You’ve hit on the reason I enjoyed Showgirls: although it was marketed as an edgy, bold, daring film, it’s weirdly old-fashioned. It has the sensibilities of a 1940s-50s melodrama. It amazes me that somebody made a movie like that in the 1990s.

I’m not surprised to see the Verhoeven pile-on here, given that this is the SDMB, where people think The Princess Bride is the greatest movie ever made. Personally, I consider Verhoeven a very talented director; although he is prone to occasional excesses, he stages action setpieces with amazing energy and gets intense performances from his actors.

Basic Instinct and Total Recall are on my all-time favorite list. I also like Robocop, which has one of the tightest screenplays ever written; there’s not a single wasted word in there. I’m more meh about Starship Troopers, although I like how Verhoeven simultaneously glorified and ridiculed Heinlein’s fascist ideas.

Personally, I think just about everything in that post is totally, completely wrong.

Oh, well. As my grandfather once noted: “Everybody’s tastes differ. Otherwise they’d all be hot for your grandmother!”

To me that’s almost ( not quite, but almost ) like saying Ken Russell is prone to ‘occasional excesses’ :D. Love him or hate him, Verhoeven seems to love him some excess.

How about Far From Heaven

Seems to me that most in this thread acknowledge that he’s made good movies.

Imitation of Life is the classic, and seems to be streaming on Netflix. It is a similar take on the “star is born” genre, played as a plausible melodrama which, if you squint your eyes juuuuuuusy right, is also pretty clearly some serious biting commentary.

**Why did the movie Showgirls do so badly?

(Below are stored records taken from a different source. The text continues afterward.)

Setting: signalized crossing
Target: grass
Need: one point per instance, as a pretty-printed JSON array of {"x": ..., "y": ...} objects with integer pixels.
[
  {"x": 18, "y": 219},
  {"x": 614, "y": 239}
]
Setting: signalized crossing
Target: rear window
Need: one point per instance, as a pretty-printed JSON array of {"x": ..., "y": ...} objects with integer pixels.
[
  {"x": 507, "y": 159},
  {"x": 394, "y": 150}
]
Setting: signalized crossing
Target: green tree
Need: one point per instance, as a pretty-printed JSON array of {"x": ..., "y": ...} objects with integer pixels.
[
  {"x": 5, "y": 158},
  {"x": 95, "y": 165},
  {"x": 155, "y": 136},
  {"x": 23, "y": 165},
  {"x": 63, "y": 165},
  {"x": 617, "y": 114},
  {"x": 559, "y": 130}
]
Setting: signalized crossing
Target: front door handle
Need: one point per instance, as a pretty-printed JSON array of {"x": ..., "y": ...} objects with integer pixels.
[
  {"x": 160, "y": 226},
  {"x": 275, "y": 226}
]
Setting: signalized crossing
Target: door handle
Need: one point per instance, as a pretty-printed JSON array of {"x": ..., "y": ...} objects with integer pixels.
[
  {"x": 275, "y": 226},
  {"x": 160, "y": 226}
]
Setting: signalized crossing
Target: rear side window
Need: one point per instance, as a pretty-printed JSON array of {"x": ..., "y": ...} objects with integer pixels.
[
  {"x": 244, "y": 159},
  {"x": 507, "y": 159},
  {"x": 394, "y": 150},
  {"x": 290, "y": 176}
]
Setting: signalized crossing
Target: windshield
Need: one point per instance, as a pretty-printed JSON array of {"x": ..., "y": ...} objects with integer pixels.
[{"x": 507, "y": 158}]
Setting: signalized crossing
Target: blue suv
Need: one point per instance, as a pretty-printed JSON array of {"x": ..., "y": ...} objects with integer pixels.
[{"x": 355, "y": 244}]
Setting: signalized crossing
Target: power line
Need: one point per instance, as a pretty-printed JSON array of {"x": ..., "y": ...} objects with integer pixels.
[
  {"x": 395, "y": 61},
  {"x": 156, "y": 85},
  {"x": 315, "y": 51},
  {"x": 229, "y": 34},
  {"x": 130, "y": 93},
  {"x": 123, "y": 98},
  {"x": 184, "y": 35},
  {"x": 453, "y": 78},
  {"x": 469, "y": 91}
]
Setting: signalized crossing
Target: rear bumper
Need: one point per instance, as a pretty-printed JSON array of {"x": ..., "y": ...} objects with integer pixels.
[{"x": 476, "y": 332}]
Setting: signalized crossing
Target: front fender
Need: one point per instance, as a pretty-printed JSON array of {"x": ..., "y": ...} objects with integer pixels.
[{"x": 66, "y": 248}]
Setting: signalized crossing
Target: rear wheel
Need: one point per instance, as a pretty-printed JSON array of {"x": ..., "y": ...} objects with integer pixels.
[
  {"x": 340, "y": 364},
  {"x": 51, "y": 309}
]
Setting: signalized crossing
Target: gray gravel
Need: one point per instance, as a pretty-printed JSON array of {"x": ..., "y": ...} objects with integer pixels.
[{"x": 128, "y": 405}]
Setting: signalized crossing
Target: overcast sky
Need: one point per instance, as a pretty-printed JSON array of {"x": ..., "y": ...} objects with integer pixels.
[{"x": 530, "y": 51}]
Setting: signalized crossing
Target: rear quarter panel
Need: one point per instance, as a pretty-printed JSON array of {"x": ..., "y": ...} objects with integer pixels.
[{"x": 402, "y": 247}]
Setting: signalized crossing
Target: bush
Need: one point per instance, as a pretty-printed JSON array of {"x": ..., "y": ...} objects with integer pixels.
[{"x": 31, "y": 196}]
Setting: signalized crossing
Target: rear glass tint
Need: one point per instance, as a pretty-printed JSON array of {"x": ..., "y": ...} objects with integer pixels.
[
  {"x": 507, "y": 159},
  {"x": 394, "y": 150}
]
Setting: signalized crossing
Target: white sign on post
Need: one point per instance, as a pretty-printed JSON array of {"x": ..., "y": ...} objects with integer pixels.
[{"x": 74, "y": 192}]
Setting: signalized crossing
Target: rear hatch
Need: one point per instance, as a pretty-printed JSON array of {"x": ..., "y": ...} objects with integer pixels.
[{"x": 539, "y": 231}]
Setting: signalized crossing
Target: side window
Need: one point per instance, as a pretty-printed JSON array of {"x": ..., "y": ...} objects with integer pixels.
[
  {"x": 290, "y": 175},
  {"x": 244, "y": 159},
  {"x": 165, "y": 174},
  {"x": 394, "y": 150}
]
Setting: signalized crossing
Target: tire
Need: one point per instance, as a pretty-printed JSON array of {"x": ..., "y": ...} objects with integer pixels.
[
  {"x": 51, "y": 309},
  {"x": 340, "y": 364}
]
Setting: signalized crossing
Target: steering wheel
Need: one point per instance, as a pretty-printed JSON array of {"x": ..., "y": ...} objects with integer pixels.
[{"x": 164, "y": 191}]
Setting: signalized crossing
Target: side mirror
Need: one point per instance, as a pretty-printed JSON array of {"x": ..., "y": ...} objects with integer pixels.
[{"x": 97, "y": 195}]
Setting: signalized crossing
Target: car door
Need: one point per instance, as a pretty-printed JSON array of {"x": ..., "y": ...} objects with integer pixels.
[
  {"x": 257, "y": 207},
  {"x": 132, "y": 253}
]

**throws drink in OP’s face out of the blue, bursts into tears DIFFERENT REASONS !

Bravo.

A while back my daughter came into my office and told me there was something on TV I had to see. Turned out she had happened across Showgirls on one of the standard (non-pron) cable channels, but instead of pixellating or obscuring everyone’s boobs it looked like someone had gone over each frame and drawn bras freehand with a black magic marker. Since I had never had the dubious pleasure of seeing the film au naturel (as it were) I have no frame of reference, but I can say it was one of the more surreal things I’ve seen in a long time.

Starship Troopers was a movie I enjoyed and got the point that mindless patriotism, violence and genocide are just f’in stupid. I’ve never read the book, so have no axe to grind on that point. Basic Instinct was a very good movie for what it accomplished. A grim view of humanity indeed.

The part of Showgirls I saw was completely unsexy, it wasn’t even tawdry. It was banal.